11. L’interdit de faire obstacle à la disponibilité d’un ustensile

Il est interdit de faire obstacle à la disponibilité d’un ustensile (lévatel keli méhékhano), le Chabbat, c’est-à-dire de causer qu’il ne puisse servir à la fonction pour laquelle il fut créé ; car faire cela est assimilé au fait de démolir (soter) pendant Chabbat. Par conséquent, si de l’huile goutte depuis une veilleuse, il est interdit de placer sous elle un récipient pour recueillir cette huile ; en effet, cette huile est mouqtsé, si bien que placer un récipient sous la veilleuse aurait pour effet d’interdire de déplacer ensuite ledit récipient, puisque celui-ci en aurait recueilli l’huile. Par conséquent, placer un récipient sous la veilleuse, ce serait faire obstacle à une possible utilisation dudit récipient pendant Chabbat. Aussi, dans le cas où l’on veut éviter que l’huile ne salisse la maison, on déposera un récipient en-dessous dès la veille de Chabbat. De même, il est interdit, le Chabbat, de placer un récipient sous une poule pour qu’elle y ponde son œuf : puisque l’œuf est mouqtsé, il sera interdit de déplacer le récipient où se trouvera l’œuf, de sorte que l’on aura fait obstacle à la disponibilité du récipient (Chabbat 42b, Choul’han ‘Aroukh 310, 6 ; 265, 3).

Il existe toutefois une manière de placer un récipient sous l’huile des veilleuses ou sous la poule : en plaçant préalablement dans le récipient un objet plus important, qu’il est permis de déplacer. Alors, il sera permis de déplacer le récipient en considération de la chose permise qui s’y trouve (Michna Beroura 265, 6).

Si l’on craint la projection d’étincelles provenant des veilleuses, on sera autorisé à disposer sous celles-ci un récipient qui recueillera les étincelles ; en effet, ces étincelles n’ont pas de réalité durable, et dès qu’elles seront éteintes, il sera permis de déplacer le récipient, si bien qu’il n’aura pas été fait obstacle à la disponibilité de celui-ci. Simplement, on ne mettra pas d’eau dans le récipient, car ce serait hâter l’extinction des étincelles (Chabbat 47b, Choul’han ‘Aroukh 265, 4).

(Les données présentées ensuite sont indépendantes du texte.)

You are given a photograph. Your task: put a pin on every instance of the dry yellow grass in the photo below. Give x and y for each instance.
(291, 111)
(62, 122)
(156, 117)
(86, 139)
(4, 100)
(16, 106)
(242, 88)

Il est interdit d’humecter des oreillers ou des édredons, car ce serait empêcher l’usage pour lequel ils sont prévus (Choul’han ‘Aroukh 305, 19). De même, il est interdit de salir des vêtements de manière telle qu’ils ne soient plus portables sans être lessivés. Si des boissons se sont renversées sur le sol, il est interdit de les éponger avec des vêtements, car ce serait empêcher que ceux-ci soient prêts à servir à l’habillage. En revanche, il est permis d’éponger le liquide avec une serpillère[h], puisque telle est sa fonction. De même, il est permis à de nombreuses personnes de se sécher les mains dans la même serviette, au point que celle-ci ne puisse plus servir à sécher ; en effet, ce n’est pas faire obstacle à la disponibilité de la serviette, car c’est pour l’usage même auquel elle est destinée que l’on s’en sera servi. De même, il est permis, le Chabbat, de placer un sac dans la poubelle, puis d’y jeter des déchets. Certes, le sac se transformera alors en mouqtsé, comme les déchets qu’il contiendra ; mais l’interdit de faire obstacle à la disponibilité d’un ustensile n’a pas lieu de s’appliquer ici, car telle est la fonction d’un sac-poubelle que de recueillir les déchets (Levouch 265, 3, Choul’han Chelomo 308, 17, alinéa 7, Yalqout Yossef II p. 480 ; cf. Chemirat Chabbat Kehilkhata 22, 28, Or’hot Chabbat 19, 329).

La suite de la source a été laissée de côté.